Doom - problem is, there is no real government in Mexico. It is a furball of corrupt officials, narcolords and scared civilians waiting for the other shoe to fall.

In 2009 the Mexican murder rate was about 11 per 100,000 - down from 16 in 1997. If the US had a comparable murder rate it would more than double the murders we had in 2009 (from 15,240 to 30,480). Our murder rate in 2009 was just under 5 per 100,000.

sig94 said...

Toyin - the cost in human suffering and terror is inestimable.

From yesterday's LA Times:
"Death toll in mass graves in Mexico reaches 116"

"As authorities unearth 28 more bodies in Tamaulipas state while investigating bus kidnappings, the federal government sends in more troops to monitor highways. Officials have arrested 17 people in the case."

The news from Mexico is so bad that we are almost beyond being shocked anymore.

banned said...
This comment has been removed by the author.
banned said...

"Pronouncing gross diversion as the label for the dog".

Of course using the term "terrorist" for narco crooks is foolish; it simply dilutes the word until it becomes meaningless in much the same way as "nazi", "pedo" or "racist".

Figures from UK this week. Police "stopped and searched" 96,000 people last year under the Prevention Of Terrorism Act. Number of arrests? Two. Two individuals, one bloke plus another.

That is how to bring the law into disrespect and labelling drug gangsters as "terrorists" does likewise.

sig94 said...

banned - the gun control provisions passed under the Brady Bill produced less than a dozen prosecutions in ten years, none at all from 1996 through 1998. That's why it was allowed to expire. Almost all federal gun cases arise from violations of Title 18 U.S.C.

banned said...

Sig94, I don't know what Title 18 U.S.C. means; my point is that the police, under the misguided impression that "we" are all living in fear of terrorism will allow them to use anti-terrorism laws to harrass anyone they don't like the look of.

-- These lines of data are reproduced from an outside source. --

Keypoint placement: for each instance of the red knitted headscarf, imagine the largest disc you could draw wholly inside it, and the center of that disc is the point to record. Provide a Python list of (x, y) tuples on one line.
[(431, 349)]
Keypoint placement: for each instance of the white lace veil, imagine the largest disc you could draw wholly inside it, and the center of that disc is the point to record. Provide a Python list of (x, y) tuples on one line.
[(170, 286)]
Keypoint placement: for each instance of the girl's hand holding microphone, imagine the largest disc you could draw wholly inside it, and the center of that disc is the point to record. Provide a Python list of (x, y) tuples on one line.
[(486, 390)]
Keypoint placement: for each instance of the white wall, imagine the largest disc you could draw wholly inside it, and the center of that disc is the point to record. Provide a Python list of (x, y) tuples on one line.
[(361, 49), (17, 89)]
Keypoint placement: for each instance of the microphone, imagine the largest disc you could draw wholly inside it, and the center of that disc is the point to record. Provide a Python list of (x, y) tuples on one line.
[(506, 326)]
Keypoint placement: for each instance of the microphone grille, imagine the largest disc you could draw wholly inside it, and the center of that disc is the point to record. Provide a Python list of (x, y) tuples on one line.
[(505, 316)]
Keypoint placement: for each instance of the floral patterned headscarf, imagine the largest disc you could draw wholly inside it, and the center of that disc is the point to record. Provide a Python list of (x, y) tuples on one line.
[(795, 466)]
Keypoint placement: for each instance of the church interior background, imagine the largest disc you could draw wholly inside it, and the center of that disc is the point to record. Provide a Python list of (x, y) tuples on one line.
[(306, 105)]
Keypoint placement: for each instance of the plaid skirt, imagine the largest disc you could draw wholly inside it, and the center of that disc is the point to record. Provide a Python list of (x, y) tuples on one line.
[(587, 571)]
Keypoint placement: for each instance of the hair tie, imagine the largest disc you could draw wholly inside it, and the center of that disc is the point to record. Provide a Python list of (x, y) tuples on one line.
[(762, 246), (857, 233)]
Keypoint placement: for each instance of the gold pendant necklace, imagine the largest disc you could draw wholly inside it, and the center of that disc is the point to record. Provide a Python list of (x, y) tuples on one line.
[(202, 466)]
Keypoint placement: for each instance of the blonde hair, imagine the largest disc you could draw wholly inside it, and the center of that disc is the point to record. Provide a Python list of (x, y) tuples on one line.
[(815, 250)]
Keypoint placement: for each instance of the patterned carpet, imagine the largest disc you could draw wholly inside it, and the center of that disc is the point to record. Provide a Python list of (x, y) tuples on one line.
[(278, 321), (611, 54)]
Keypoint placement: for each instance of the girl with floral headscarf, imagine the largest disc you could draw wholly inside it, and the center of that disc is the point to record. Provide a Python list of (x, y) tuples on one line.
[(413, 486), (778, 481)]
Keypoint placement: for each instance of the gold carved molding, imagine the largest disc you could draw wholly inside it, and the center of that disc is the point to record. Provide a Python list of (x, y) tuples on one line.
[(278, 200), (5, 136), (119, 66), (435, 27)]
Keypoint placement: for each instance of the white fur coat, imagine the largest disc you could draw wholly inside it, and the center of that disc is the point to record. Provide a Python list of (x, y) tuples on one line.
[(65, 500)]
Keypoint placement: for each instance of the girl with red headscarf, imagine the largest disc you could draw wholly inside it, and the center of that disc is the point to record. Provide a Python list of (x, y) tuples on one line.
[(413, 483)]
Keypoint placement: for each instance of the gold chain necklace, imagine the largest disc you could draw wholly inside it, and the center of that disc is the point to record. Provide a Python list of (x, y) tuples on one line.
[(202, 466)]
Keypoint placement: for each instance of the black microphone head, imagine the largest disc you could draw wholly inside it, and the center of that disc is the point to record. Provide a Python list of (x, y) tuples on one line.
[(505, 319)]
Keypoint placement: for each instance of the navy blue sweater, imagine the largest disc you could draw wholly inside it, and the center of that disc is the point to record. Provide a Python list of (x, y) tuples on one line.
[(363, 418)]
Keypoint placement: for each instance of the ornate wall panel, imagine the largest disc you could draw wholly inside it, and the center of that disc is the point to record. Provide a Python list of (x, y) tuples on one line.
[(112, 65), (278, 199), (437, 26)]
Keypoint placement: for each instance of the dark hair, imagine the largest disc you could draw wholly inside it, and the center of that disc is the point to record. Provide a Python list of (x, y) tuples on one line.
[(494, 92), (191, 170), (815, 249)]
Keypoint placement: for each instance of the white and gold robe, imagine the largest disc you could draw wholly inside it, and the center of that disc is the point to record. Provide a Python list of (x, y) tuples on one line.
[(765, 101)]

They used to do this with what was called "Sus" ( stop & search which is so old I can't remember what its real name was) but they misbehaved so badly that the power was taken away from them only to be returned thinly disguised as a tool in the "war on terror" when in reality it is a war on the general population.

sig94 said...

banned - point well taken. From my experience, the laws are already in place to do what is needed to be done. They are never enforced adequately and then, to appear to be responsive to a manufactured crisis, politicians pass ever more restrictive laws until the draconian measures they wanted in the first place are reached.

Andy said...

The firepower of these cartels is remeniscent of the Lebanese militias of the 1980's. What I find amazing is the rhetoric of those who insist that its "American guns" that are fueling this carnage. Now, no doubt, I'm certain that stolen handguns/long guns make their way south, but the firepower carried by these narco-militias is far and aboove that can be purchased at your local Bass Proshop. I suspect that this is either Chinese or Iranian hardware.
I fear too that with our neglected borders, we'll be seeing this type of activity in our SW Border cities like Tuscon, El Paso,San Antonia, and the like.

sig94 said...

Andy - what is amazing is that one of the most violent cities in the world, Ciudad Juarez, is right across the Rio Grande from El Paso. Yet El paso, a city of 500,000 souls, has a relatively low crime rate.